The city’s transport system is currently running a limited timetable, so that it can provide enough services for those people unable to work from home. This primarily includes people with some of the most important jobs in the city right now: supermarket cashiers, cleaners, pharmacists and healthcare professionals.
Mariana Calleja is a doctor working on the frontline during this pandemic. “My main job right now is scanning those working in emergency services, identifying those with underlying health conditions and helping to prevent infections within the medical staff,” she says. “It’s most definitely a time of major uncertainty, and fear can cripple us if we let it. That won’t do anyone any good. At work, we’re vulnerable together. We try to remind ourselves that we’re doing our best to prevent the spread as much as possible, so that hospitals will not reach the point of collapse. I cope by trying to stay calm. When I go home, I rest, sometimes I cry, other days I sing or dance to energise myself. I also keep a journal, which helps me to get through all this. I want to believe that with more compassion, love and understanding, we will get through this.”

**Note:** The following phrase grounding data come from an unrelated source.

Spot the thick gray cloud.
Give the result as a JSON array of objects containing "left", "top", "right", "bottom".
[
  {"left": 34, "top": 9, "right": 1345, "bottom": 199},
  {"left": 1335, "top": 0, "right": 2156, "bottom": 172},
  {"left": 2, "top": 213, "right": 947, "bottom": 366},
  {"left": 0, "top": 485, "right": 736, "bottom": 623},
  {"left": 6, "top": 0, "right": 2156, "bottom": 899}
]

While most people are forced to stay at home to help combat the spread of the virus, local NGO Health Warriors goes out to collect food from takeaway restaurants that are still open and donate it to the city’s health workers in various hospitals across Barcelona.
The people of Spain and Barcelona are resilient, however, and have not let this lockdown affect their joyous spirit. Residents have taken it upon themselves to entertain each other during this difficult time, whether it’s musicians playing from their balconies, singing performances or a game of bingo, where numbers are shouted through a megaphone across the apartment blocks.
The one thing that has become a daily highlight and comfort in all this is the Aplauso Sanitario. At exactly 8pm every night, the whole country, not just the whole of Barcelona, erupts into claps and cheers, applauding the country’s healthcare workers who are working tirelessly to fight this battle. Originally a message spread through social media, the applause has become an important part of being in quarantine since the very first day of lockdown. Some days, the nightly applause explodes into group singing, performances or balcony dance parties, proof that this crisis will not keep Barcelonians down. As the government message states: Este virus lo paramos unidos (We will stop this virus together).